Take Professor Fraser's address on "The Action of Remedies, and the Experimental Method" at the International Medical Congress in London, 1881:—

"The introduction of this method is due to Bichat; and, by its subsequent application by Magendie, pharmacology was originated as the science we now recognise. Bichat represents a transition state, in which metaphysical conceptions were mingled with the results of experience. Magendie more clearly recognised the danger of adopting theories, in the existing imperfections of knowledge; and devoted himself to the supplementing of these imperfections by experiments on living animals. The advantages of such experiments he early illustrated by his investigation on the upas-poison; and afterwards by a research on the then newly-discovered alkaloid, strychnia.... He demonstrated the action of this substance upon the spinal cord, by experiments upon the lower animals, so thoroughly, that subsequent investigations have added but little to his results."

Or take Professor Fraser's account of digitalis:—

"It was introduced as a remedy for dropsy; and, on the applications which were made of it for the treatment of that disease, a slowing action upon the cardiac movements was observed, which led to its acquiring the reputation of a cardiac sedative. Numerous observations were made on man by the originators of its application, by Dr. Sanders and many other physicians, in which special attention was paid to its effects upon the circulation; but no further light was thrown upon its remarkable properties, with the unimportant exception that in some cases it was found to excite the circulation. It was not until the experimental method was applied in its investigation, in the first instance by Claude Bernard, and subsequently by Dybkowsky, Pelikan, Meyer, Boehm, and Schmiedeberg, that the true action of digitalis upon the circulation was discovered. It was shown that the effects upon the circulation were not in any exact sense sedative, but, on the contrary, stimulant and tonic, rendering the action of the heart more powerful, and increasing the tension in the blood-vessels. The indications for its use in disease were thereby revolutionised, and at the same time rendered more exact; and the striking benefits which are now afforded by the use of this substance in most (cardiac) diseases were made available to humanity."

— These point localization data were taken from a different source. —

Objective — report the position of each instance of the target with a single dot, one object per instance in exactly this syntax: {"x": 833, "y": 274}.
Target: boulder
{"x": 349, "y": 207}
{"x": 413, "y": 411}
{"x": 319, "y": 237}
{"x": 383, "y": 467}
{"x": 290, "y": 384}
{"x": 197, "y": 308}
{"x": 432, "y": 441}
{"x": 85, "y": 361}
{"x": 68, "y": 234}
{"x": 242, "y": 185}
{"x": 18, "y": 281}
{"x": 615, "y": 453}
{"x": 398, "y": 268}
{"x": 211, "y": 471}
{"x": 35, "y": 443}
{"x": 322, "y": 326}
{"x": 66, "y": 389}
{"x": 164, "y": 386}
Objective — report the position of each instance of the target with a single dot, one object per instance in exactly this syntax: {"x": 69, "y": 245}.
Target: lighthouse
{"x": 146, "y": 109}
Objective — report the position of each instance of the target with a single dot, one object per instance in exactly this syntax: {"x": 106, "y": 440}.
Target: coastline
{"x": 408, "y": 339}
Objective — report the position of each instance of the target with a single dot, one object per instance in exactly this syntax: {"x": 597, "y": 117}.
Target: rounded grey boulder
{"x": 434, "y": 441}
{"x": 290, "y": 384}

Or take Sir T. Lauder Brunton's account of the action of nitrite of amyl in angina pectoris:—

"The action of nitrite of amyl in causing flushing was first observed by Guthrie, and Sir B. W. Richardson recommended it as a remedy in spasmodic conditions, from the power he thought it to possess of paralysing motor nerves. In the spring of 1867 I had opportunities of constantly observing a patient who suffered from angina pectoris, and of obtaining from him numerous sphygmographic tracings, both during the attack and during the interval. These showed that during the attack the pulse became quicker, the blood-pressure rose, and the arterioles contracted.... It seemed probable that the great rise in tension was the cause of the pain, and it occurred to me that if it was possible to diminish the tension by drugs instead of by bleeding, the pain would be removed.

"I knew from unpublished experiments on animals by Dr. A. Gamgee that nitrite of amyl had this power, and therefore tried it on the patient. My expectations were perfectly answered. The pain usually disappeared in three-quarters of a minute after the inhalation began, and at the same time the pulse became slower and much fuller, and the tension diminished."